Bolsonaro diante do espelho

Marçal parece se inspirar no estilo Bolsonaro de surpreender, de gerar fatos inesperados, de não se deixar enquadrar - foi nessa linha que o ex-capitão chegou ao Planalto.

Por Fernando Molica

Na Paulista, Bolsonaro chama Alexandre de Moraes de "ditador"

As idas e vindas da relação entre Jair Bolsonaro e Pablo Marçal mostram que, pela primeira vez desde sua transformação em liderança nacional, o ex-presidente encontra um adversário que ameaça sua hegemonia no campo da direita radical.

O ex-capitão dizimou ou humilhou aliados que lhe ousaram fazer frente: a lista inclui os ex-deputados Joice Hasselmann e Alexandre Frota e o senador Sergio Moro (União) que, depois de romper com o então chefe, teve que buscar uma reconciliação.

Agora, Bolsonaro encara uma espécie de versão atualizada de si mesmo, que navega com ainda mais facilidade pelas redes sociais, faz uso de linguagem extremada, deturpa fatos, revela descompromisso com o universo político tradional, procura encaixar na própria biografia a crença no mercado e incopora uma visão de fé que vai muito além da tríade Deus-Pátria-Família.

A retórica religiosa foi uma espécie de segunda farda vestida por Bolsonaro que, como político, insistia na marcha de uma nota só em defesa de direitos e privilégios dos militares. A esquerda entrou no seu alvo não por discordâncias de viés políticos ou econônomicos, mas por jogar no campo contrário ao dos fardados que instituíram a ditadura em 1964. 

Deus entrou nas prioridades de Bolsonaro na esteira de suas críticas ao apoio da esquerda à ampliação de direitos civis, o que contrariava também a chamada bancada da Bíblia no Congresso. Marçal, que passou parte da juventude imerso numa igreja evangélica, procura encarnar o discurso da fé e da prosperidade. Mostra-se como um vencedor, o pobre que, como Davi, derrotou o Golias e ficou rico. 

Desaforado, ele não passou recibo para a suposta nobreza de Bolsonaro de chamá-lo para o ato contra o ministro Alexandre de Moraes. Como um convidado que chega atrasado e bêbado a uma festa de casamento e ainda arrasta a noiva para a pista de dança, o candidato do PRTB à prefeitura de São Paulo fez questão de contrariar o anfitrião.

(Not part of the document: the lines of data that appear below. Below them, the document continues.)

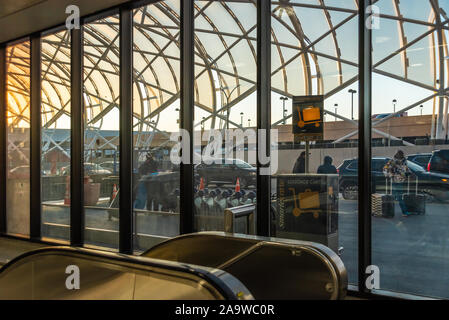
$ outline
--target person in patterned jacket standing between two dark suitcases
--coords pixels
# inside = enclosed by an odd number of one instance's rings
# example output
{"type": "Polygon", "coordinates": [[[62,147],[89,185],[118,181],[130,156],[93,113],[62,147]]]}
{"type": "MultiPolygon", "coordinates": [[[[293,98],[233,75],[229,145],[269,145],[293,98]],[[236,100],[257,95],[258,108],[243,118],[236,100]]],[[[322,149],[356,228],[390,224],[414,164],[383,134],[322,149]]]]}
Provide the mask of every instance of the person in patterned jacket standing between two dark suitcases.
{"type": "Polygon", "coordinates": [[[383,173],[386,178],[393,179],[393,197],[399,202],[402,216],[408,217],[410,213],[407,212],[407,206],[402,195],[404,193],[404,183],[407,181],[408,176],[410,176],[411,171],[407,167],[407,159],[402,150],[396,152],[393,159],[387,162],[383,168],[383,173]]]}

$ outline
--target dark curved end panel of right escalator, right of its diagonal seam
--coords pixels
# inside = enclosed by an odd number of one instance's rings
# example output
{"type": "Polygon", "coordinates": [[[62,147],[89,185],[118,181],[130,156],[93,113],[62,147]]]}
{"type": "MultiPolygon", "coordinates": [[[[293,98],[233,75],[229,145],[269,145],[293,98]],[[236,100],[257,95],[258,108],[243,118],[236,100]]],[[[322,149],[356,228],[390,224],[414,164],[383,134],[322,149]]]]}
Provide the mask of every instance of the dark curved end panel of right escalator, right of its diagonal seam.
{"type": "Polygon", "coordinates": [[[332,268],[305,248],[259,246],[223,270],[251,288],[255,299],[334,300],[345,294],[336,292],[338,280],[332,268]]]}

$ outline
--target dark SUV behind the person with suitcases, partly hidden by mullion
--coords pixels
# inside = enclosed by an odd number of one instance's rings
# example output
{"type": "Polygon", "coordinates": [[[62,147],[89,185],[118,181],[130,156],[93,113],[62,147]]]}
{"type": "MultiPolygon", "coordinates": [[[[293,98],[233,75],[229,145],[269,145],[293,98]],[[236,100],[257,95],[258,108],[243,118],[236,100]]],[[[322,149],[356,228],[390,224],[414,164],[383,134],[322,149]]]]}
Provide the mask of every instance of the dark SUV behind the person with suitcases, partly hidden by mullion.
{"type": "MultiPolygon", "coordinates": [[[[390,160],[386,157],[377,157],[371,160],[372,192],[385,193],[385,176],[383,167],[390,160]]],[[[418,192],[428,195],[439,201],[449,200],[449,174],[426,171],[422,166],[407,161],[412,176],[410,178],[410,192],[415,192],[415,177],[418,178],[418,192]]],[[[340,176],[340,192],[344,199],[356,200],[358,197],[357,159],[344,160],[338,167],[340,176]]],[[[407,183],[402,184],[407,191],[407,183]]]]}

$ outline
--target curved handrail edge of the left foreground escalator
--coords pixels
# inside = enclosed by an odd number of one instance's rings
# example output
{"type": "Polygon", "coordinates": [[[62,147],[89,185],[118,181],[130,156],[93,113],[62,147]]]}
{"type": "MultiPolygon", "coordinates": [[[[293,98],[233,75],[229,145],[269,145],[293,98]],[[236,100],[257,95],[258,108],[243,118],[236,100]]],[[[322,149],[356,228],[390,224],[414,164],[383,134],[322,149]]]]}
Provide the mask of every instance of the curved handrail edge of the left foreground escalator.
{"type": "Polygon", "coordinates": [[[185,273],[206,281],[211,287],[218,291],[224,299],[239,300],[242,297],[245,297],[246,299],[253,299],[249,290],[237,278],[217,268],[68,246],[44,247],[27,251],[4,264],[0,268],[0,277],[6,271],[9,271],[11,268],[13,268],[16,263],[20,263],[20,261],[22,261],[23,259],[45,254],[59,254],[69,256],[78,255],[82,258],[87,259],[96,258],[116,261],[118,263],[128,264],[127,267],[134,269],[140,269],[138,266],[143,266],[150,268],[159,268],[171,272],[185,273]],[[225,281],[223,280],[223,278],[226,278],[230,281],[225,281]],[[235,292],[237,290],[233,290],[230,284],[233,284],[234,287],[237,287],[238,292],[235,292]]]}

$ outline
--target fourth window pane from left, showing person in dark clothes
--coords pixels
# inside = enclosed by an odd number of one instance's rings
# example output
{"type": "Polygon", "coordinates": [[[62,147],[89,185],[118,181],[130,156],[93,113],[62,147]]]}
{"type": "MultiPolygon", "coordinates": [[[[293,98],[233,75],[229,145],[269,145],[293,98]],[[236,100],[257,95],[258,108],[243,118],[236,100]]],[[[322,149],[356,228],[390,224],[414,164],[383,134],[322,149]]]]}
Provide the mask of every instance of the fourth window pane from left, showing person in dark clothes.
{"type": "Polygon", "coordinates": [[[179,233],[179,167],[170,161],[179,131],[179,1],[134,11],[134,248],[179,233]]]}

Apareceu na Avenida Paulista em hora imprópria, fez barulho ao ser barrado e testemunhou a atitude de correligionários que levaram para a manifestação faixa e adesivos que o lançavam para a Presidência da República e aprisionavam Bolsonaro no passado.

Marçal parece se inspirar no estilo Bolsonaro de surpreender, de gerar fatos inesperados, de não se deixar enquadrar — foi nessa linha que o ex-capitão chegou ao Planalto. O então presidente foi tão fiel ao próprio estilo a ponto de se enforcar com a corda do negacionismo.

A atuação do coach que diz ter enriquecido com seus cursos, conseguiu fazer com que, no campo da extrema direita, Bolsonaro chegue a ser visto como um moderado. No governo, apesar das declarações bombásticas e das caneladas que distribuia no cercadinho do Alvorada, demonstrou ser um político maleável, que entregou as chaves do governo ao Centrão. Há poucos dias, ao perceber o risco de Ricardo Nunes (MDB) — seu candidato oficial à prefeitura — ser derrotado, lançour pontes para Marçal, que, no melhor jeito bolsonarista raiz, tratou de incendiá-las.

No Planalto, Bolsonaro algumas vezes chegou a ser apontado como a criatura que havia saído do controle de seus criadores e tutores. Marçal é uma nova versão de um radicalismo que não encontra limites pela frente, que, como o bolsonarismo, nutre-se do ódio, mas que, diferentemente do ex-capitão, diz apontar caminhos, acena com alguma construção.

Bolsonaro se acostumou a brigar com os inimigos de sempre, mas não preparou para enfrentar alguém que parece ter saído da própria costela, um filho bastardo, um 05; melhor, 5.0. É como se visse refletido num daqueles espelhos que distorcem as imagens.